Selenium testing: a new hope

Part II. Losing weight and going to containers.

In the first part I told about simple approaches to build scalable Selenium cluster without writing any line of code. In this part we’re going to dive into more subtle Selenium questions:

How to prepare easily scalable worker nodes using standard Selenium hub
Why it’s possible and even recommended to run the majority of browsers inside containers and how to do that
Which ready to use open source tools exist

What’s inside worker node

All new tools described in the first part are in fact smart thin proxies that redirect user requests to real Selenium Hub and Nodes. However when you think a bit more questions arrive:

How to arrange hubs and nodes to efficiently consume hardware resources and to still remain scalable?
Which operating system to use?
Which software should be installed?
Can we work without real display?

One may try to use hardware servers having one Selenium Hub and a lot of Selenium Nodes for different browsers. Seems reasonable but in fact is far from being useful:

As I previously said Selenium hub becomes very slow with big quantities of loaded nodes. Not sure about actual reasons but that’s what our experience shows.
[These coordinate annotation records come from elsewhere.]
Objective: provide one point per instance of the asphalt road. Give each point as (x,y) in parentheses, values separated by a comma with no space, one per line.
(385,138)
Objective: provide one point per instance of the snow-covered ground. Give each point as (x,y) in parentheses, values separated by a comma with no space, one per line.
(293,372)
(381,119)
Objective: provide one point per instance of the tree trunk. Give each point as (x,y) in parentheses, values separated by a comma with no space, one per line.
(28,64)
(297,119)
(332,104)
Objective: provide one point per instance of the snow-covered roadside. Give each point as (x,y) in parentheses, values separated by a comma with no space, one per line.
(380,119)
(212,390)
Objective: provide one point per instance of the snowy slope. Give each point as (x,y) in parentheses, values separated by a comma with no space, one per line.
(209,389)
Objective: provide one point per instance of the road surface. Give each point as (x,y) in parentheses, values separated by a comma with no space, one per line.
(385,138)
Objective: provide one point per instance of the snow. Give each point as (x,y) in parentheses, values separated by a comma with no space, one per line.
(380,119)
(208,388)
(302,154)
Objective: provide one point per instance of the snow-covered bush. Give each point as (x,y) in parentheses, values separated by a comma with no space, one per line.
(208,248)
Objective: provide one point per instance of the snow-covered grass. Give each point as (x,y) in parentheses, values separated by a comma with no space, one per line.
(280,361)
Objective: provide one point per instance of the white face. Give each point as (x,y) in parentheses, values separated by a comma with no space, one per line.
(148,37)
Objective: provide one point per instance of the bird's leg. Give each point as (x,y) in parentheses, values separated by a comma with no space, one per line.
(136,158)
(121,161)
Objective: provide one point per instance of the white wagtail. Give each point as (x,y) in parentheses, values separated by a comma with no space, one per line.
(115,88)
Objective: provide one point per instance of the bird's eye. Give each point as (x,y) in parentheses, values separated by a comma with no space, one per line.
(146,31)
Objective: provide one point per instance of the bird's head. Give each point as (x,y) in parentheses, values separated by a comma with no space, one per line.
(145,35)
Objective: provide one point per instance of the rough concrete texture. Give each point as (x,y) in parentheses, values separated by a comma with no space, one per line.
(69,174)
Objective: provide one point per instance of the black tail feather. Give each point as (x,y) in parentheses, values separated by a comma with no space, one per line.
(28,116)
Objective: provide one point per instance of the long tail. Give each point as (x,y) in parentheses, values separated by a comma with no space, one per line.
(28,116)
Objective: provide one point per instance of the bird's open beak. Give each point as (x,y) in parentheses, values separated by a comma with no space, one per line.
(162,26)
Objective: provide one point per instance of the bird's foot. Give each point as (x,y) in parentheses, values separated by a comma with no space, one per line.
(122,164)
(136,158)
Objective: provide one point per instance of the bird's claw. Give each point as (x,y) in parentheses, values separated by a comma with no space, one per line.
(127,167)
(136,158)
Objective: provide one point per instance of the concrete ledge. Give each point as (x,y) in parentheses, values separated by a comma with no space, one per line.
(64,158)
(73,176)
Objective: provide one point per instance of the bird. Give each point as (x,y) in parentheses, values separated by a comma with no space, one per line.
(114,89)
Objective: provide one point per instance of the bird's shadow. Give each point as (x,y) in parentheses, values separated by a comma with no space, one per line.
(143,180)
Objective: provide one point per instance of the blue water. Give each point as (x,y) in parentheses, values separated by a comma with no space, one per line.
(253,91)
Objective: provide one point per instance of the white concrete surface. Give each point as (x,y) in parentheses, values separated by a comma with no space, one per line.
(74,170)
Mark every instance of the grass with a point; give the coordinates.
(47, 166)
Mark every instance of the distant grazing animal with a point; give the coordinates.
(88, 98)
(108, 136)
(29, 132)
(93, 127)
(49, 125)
An advice — don’t look at Selenium source code when going to bed if you wish to sleep without nightmares. So we can’t use dozens of Selenium nodes with the same hub. Let’s then use only a few nodes with one hub. To stay efficient we need to reduce total number of CPU cores per hub — that’s a good reason to migrate to clouds. For example our installation for a long time was using small virtual machines with only 2 VCPUs and 4 Gb of RAM.
Not clear how to install different versions of the same browser in easy way (e.g. using binary packages).
Not clear how to easily account total quantity of each browser version.
Different Selenium Node versions are compatible with different browser versions. E.g. newer Selenium node can not support relatively old browser version.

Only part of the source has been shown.